The least ensemble method to discuss is stacking (short for stacked generalization). It is based on a simple idea: instead of using trivial functions (such as hard voting) to aggregate the oredictions of all predictors in an ensemble, why don't we train a model to perform this aggregation? the image below shows such an ensemble performing a regression task on a new instance. Each of the bottom three predictors predicts a different value (3.1, 2.7, and 2.9), and then the final predictor (called a blender, or a meta learner) takes these predictions as inputs and makes the final prediction (3.0)

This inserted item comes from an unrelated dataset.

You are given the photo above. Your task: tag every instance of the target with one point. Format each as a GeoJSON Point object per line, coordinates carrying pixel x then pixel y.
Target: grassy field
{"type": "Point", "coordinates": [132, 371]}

Aggregating Predictions Using a Blending Predictor

To train the blender, a common approach is to use a hold-out set. First the training set is split in two subsets. The first subset is used to train the predictions in the first layer.

Training the First Layer

Next, the first layer predictors are used to make predictions on the second (held-out) set. Now, for each instance in the hold-out set, there are three predicted values. We can create a new training set using these predicted values as input features and keeping the target values. The blender is trained on this new training set, so it learns to predict the target value given the first layer's predictions.

Training the Blender

Predictions in Multilayer Stacking Ensemble

Unfortunately, Scikit-Learn does not support blending directly.